Reflexionando sobre lo sucedido, la parodia se me mostró doble. Por un lado
imitaba burlescamente al antropólogo impertinente pero también, con la intervención de
una cámara inútil, esa crítica avanzaba sobre la misma práctica fotográfica, con una cámara
sin película.
Lo que parecía estar en juego, era un problema de tiempos. El humor desplegaba
una representación invertida al respecto: un investigador inoportuno y una práctica inútil.
Se suele considerar que tanto la presencia del antropólogo en el campo como sus tomas
fotográficas no son acciones resueltas en sí mismas, sino que se justifican en relación a lo
que con posterioridad se hará con ellas. Pero la parodia desbarataba esa forma de
planificación y, exagerando la compulsión al registro con una tecnología vacía, mostraba
que todo se resolvía allí y que así, sin plan futuro, se volvía fuente de ridículo.
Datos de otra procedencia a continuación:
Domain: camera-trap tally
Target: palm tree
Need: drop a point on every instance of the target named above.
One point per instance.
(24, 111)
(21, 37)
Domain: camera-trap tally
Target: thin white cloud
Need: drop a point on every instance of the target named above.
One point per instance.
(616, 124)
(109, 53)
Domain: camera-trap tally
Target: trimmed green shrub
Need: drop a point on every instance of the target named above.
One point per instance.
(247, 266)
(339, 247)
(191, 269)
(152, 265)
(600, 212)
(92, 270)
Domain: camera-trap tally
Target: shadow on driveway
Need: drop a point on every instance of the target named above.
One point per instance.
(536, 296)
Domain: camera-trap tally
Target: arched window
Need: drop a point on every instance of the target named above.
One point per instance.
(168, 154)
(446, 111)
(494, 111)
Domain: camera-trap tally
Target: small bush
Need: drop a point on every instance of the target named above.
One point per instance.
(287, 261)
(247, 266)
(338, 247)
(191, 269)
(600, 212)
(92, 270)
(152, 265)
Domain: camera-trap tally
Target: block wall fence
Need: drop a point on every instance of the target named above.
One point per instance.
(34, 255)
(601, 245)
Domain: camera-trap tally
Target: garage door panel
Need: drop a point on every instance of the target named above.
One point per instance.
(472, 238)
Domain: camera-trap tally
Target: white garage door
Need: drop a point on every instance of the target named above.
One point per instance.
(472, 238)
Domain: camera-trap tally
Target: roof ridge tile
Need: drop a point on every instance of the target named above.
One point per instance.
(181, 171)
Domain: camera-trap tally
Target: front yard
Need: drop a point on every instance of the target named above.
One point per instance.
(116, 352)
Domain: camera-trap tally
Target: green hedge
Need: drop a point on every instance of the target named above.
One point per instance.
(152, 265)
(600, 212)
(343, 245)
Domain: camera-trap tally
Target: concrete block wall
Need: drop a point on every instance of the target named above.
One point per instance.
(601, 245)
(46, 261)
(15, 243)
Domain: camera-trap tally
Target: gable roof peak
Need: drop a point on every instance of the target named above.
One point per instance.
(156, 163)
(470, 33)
En el trabajo de campo, la fotografía (al igual que el registro fílmico) interviene
como un evaluador en su temporalidad pues, en la identificación de la ocasión pertinente
para el registro, suele empujar al antropólogo contra sus bordes. La fotografía se expresa
entonces con todo su peso como dispositivo social pues en su ejecución, coincide la
consideración de las relaciones interpersonales del investigador con sus informantes a la
vez que la disposición temporal de su estadía en el campo. Por ejemplo, la documentación
visual de un ritual es sin duda relevante pero, ¿en qué momento es pertinente?, ¿Tendré
otra oportunidad de fotografiarlo?”, para la comunidad local ¿es un evento fotografiable?,
de no ser así ¿cuento con las autorizaciones necesarias para hacerlo? Gravita sobre el
trabajo de campo una ideología de la oportunidad, maximización del tiempo, y control del
azar que suele exponer las ansias del antropólogo, o por lo menos colocarlo de cara a ellas.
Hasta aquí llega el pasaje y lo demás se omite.